Tarih: 04.10.2010 00:00
Marmara Denizi, İstanbulun lağım çukuru oldu
Kılıç, uskumru, kolyos, mersin, kalkan balıkları ve ıstakozlar artık Marmara`yı terk etti.
Anadolu Ajansının haberine gore; İstanbul Üniversitesi Su Ürünleri Fakültesi Öğretim Üyesi Prof. Dr. Öztürk, son 10 yılda Marmara Denizi`ndeki balık miktarında % 60 azalma olduğunu söyledi.
İstanbul Üniversitesi (İÜ) Su Ürünleri Fakültesi Öğretim Üyesi Prof. Dr. Bayram Öztürk, son 10 yılda Marmara Denizi`ndeki balık miktarında % 60 azalma olduğunu belirterek, ``Milyonlarca metreküp su, arıtılmadan Marmara Denizi`ne gidiyor. Arıtma tesisleri doğru dürüst çalışmıyor. Birçok tesiste arıtma cihazı bile yok. Arıtma tesisleri kurulmalı ve biyolojik arıtma yapılmalıdır`` uyarısında bulundu.
``Marmara Denizi 2010 Sempozyumu`` Yunus Emre Kültür Merkezi`nde başladı. Öztürk, sempozyumun en son 10 yıl önce yapıldığını, bu on yıllık süreç içinde Marmara Denizi`ndeki ekolojik sorunların daha da arttığını belirtti.

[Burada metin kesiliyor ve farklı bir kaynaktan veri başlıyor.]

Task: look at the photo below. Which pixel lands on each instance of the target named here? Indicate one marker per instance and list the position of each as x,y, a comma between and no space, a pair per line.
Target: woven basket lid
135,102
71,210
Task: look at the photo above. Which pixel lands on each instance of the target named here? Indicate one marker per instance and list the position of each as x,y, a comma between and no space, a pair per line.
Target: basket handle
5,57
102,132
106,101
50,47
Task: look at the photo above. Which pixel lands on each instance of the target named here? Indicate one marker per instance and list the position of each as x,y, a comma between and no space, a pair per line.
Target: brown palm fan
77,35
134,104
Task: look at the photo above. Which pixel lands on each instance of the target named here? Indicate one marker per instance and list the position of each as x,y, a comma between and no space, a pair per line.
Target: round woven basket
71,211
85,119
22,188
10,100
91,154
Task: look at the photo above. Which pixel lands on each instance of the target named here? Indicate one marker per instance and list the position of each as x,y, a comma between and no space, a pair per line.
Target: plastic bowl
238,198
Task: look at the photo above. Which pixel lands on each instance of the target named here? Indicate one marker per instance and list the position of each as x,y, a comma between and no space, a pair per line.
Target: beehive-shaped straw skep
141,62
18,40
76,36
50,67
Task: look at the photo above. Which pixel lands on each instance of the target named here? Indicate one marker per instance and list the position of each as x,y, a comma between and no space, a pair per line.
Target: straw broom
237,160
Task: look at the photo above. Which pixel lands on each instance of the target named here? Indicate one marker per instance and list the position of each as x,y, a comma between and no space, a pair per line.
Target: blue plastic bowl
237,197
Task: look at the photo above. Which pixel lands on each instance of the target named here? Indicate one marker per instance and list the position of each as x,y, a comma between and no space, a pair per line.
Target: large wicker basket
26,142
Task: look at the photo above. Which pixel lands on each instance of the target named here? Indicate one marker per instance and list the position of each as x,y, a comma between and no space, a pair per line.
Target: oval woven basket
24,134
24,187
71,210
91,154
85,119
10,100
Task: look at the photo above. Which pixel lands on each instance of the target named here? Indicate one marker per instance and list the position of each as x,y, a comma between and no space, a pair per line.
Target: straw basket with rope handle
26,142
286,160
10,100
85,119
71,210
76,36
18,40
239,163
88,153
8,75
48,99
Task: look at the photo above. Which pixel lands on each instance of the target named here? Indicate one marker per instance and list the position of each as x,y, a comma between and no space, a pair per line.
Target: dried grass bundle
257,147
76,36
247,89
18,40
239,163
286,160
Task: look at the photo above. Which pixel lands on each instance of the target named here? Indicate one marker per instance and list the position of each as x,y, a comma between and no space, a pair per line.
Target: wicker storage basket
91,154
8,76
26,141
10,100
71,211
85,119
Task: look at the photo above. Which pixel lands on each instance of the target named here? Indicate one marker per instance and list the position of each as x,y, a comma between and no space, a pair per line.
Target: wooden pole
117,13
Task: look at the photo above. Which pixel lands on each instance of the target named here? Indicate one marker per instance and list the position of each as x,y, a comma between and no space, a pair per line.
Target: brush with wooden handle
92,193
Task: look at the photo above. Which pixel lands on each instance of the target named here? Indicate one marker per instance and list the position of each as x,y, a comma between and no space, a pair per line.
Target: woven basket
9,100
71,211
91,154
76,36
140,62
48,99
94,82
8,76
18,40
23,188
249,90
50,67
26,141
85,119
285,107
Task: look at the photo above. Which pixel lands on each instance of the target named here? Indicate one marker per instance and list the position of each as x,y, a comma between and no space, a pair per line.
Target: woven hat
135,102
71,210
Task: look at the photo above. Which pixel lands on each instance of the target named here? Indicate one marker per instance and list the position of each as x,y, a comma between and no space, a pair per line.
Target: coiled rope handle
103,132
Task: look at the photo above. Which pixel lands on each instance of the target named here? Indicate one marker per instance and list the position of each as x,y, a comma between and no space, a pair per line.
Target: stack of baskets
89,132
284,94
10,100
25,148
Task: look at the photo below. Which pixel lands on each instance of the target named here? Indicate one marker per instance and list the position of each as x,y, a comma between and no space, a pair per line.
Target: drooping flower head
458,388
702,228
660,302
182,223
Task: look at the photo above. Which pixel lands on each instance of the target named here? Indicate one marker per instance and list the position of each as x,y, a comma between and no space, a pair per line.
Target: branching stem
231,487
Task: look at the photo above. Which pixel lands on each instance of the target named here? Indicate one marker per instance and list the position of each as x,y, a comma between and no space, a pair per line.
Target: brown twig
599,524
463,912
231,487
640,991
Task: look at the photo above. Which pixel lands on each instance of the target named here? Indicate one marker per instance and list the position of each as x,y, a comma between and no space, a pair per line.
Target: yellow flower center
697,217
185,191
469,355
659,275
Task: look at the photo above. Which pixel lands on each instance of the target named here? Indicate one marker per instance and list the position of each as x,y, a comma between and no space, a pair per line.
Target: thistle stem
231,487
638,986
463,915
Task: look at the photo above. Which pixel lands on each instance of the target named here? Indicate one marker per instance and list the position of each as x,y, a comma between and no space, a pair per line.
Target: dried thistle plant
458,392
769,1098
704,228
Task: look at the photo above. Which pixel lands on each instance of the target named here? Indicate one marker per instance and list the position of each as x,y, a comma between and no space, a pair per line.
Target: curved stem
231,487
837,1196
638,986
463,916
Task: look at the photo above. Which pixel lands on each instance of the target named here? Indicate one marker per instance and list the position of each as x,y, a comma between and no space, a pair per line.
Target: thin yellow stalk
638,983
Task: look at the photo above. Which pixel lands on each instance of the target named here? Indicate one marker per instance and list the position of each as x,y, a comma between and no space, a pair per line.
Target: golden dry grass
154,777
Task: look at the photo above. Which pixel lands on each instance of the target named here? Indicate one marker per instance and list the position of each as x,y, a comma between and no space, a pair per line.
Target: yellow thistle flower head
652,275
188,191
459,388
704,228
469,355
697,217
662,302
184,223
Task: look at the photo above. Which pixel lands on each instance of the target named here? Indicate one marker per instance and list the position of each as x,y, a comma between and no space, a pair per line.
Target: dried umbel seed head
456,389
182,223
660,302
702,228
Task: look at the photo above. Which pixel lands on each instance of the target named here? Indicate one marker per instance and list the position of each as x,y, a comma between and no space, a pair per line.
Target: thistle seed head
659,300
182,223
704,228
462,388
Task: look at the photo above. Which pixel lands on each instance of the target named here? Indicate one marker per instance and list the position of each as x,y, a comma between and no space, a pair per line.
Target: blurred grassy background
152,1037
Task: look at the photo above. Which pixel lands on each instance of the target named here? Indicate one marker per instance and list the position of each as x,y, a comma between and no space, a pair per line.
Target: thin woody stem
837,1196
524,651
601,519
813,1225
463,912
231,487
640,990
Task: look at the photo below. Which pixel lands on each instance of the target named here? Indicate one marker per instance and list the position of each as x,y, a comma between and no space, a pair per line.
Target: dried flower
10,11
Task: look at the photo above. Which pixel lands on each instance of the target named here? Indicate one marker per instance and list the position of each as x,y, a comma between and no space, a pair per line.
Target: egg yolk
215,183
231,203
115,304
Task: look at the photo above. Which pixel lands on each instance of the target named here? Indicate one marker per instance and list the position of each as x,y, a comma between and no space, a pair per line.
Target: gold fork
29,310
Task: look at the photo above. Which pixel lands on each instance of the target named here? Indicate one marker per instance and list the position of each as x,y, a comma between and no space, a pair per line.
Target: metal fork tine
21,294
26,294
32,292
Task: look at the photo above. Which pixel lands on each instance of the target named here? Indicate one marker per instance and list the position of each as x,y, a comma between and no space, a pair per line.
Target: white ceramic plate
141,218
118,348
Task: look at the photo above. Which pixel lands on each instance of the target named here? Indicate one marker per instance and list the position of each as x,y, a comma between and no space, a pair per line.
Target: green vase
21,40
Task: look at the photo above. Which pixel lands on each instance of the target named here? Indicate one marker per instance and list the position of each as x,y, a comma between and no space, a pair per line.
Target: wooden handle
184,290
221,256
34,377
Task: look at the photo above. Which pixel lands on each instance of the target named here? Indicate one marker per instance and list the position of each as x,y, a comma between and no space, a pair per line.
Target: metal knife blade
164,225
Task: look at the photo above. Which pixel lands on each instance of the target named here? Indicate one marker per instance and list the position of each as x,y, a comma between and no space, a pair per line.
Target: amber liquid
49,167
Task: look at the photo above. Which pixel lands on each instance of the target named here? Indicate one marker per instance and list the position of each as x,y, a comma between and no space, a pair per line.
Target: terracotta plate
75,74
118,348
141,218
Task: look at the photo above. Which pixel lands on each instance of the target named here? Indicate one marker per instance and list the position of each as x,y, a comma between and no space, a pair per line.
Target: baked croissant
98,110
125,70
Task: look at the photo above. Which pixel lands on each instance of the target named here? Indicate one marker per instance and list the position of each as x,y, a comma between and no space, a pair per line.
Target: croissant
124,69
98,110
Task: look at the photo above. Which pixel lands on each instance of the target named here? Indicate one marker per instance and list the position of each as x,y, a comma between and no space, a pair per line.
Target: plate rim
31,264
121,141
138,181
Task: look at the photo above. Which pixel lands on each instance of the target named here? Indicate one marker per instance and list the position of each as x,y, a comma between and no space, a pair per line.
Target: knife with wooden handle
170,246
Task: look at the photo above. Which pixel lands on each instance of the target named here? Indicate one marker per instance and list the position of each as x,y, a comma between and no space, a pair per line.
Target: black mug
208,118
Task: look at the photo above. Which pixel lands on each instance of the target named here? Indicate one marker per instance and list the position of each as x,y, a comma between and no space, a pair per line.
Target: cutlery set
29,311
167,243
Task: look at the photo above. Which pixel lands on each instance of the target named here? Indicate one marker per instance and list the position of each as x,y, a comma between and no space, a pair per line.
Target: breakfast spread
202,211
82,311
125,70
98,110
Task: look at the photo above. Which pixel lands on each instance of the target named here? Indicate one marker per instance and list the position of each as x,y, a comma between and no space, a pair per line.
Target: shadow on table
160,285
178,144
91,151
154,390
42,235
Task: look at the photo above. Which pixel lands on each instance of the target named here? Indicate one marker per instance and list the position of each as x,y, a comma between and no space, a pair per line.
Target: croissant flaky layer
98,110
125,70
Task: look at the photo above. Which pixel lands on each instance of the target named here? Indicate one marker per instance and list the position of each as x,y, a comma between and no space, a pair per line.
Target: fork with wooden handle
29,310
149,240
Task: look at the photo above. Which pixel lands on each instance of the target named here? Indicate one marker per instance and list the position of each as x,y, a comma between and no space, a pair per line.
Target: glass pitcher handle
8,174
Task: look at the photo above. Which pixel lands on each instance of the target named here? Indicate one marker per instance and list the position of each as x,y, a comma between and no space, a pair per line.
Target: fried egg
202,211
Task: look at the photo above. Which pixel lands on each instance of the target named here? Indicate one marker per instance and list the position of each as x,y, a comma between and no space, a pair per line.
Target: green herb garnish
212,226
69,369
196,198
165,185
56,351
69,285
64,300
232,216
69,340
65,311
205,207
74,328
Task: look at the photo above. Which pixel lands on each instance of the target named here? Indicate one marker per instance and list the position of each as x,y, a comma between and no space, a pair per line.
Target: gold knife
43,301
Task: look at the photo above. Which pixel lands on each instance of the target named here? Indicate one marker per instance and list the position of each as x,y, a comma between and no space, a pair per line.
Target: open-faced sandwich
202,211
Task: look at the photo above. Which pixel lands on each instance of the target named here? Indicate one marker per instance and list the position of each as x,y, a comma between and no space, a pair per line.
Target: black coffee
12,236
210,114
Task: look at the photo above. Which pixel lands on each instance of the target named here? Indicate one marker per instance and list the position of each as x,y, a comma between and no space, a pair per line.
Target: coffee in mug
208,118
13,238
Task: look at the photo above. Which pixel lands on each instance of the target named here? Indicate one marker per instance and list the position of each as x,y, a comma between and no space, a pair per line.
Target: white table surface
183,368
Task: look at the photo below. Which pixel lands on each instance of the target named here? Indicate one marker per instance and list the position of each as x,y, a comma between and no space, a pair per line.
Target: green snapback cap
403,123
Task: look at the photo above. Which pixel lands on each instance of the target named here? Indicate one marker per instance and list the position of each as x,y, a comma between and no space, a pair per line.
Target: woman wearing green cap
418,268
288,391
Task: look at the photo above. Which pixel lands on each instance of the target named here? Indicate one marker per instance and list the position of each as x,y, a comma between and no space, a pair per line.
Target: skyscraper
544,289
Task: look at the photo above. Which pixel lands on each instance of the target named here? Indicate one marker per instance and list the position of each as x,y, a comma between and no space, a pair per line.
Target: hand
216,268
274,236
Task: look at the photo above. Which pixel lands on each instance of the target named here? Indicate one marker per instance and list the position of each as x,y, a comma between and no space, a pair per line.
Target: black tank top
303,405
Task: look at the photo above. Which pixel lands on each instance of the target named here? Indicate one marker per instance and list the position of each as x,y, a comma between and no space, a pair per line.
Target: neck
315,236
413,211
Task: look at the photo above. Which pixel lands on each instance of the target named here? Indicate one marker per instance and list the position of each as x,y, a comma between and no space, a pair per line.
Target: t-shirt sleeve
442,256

Öztürk, 10 yılın sonunda Marmara Denizi`nde balıkçılık ve ekosistemin çok zarar gördüğünü vurgulayarak, ``İlk sempozyum yapıldığında bu denizde sorunlar o kadar derin değildi. Şimdi ise balıkçılık ve ekosistem için önemli bir tehdit söz konusu. İklim değişikliği konusu da 10 yıl önce tartışılmadı, zira Kızıldeniz kökenli canlılar daha bu denize girmemişti. Oysa artık bu balon balıklarından, deniz analarına kadar birçok yabancı tür bu denize girmiş durumda. Balıkçılıktaki kriz ise daha derinleşiyor`` diye konuştu.
Lüfer balığı yavrularının, neslinin yok olması pahasına yıllardır avlandığını, orkinosların yuvalarının dağıtıldığını, kılıç, uskumru, kolyos, mersin, kalkan ve ıstakozların artık Marmara`dan çekildiğini ifade eden Öztürk, sürdürülebilir balıkçılığın yerini aşırı avcılığa bıraktığını söyledi.
Prof. Dr. Öztürk, Marmara Denizi`nin her tarafının Türkiye`ye ait olduğuna dikkati çekerek, şunları kaydetti: ``Denizlerimizin korunmasından biz sorumluyuz. İstanbul gibi bir kent, Marmara gibi zengin bir bölge, bu denizin etrafında. Ama denizi, derin çöp ve lağım çukuru olarak kullanıyoruz. Bu durumun önüne geçmek için hepimizin bir ortak akılda buluşması gerekiyor. 10 yıl önce önerdiğimiz bütün koruma tedbirleri hala geçerli. Bütünsel bir eylem planı yapmak, aşırı ve kaçak balıkçılığı önlemek, özellikle gemi kökenli petrol kirliliği için tedbir almak, kıyı kullanımına özen göstermek, arıtma tesislerini tamamlamak gerekiyor. Uzun dönemli ciddi ve tartışmaya açık bir izleme projesi her zamankinden daha fazla gerekli.``
Prof. Dr. Öztürk, Marmara Denizi`nin aynı zamanda deprem üreten bir alan olduğunu ve deprem araştırmaları için bu doğal laboratuvarın bilimsel olarak izlenmesi, sürekliliği olan deprem araştırmalarının yapılması için yetkililerin kaynak yaratarak sorumlu davranması gerektiğini kaydetti.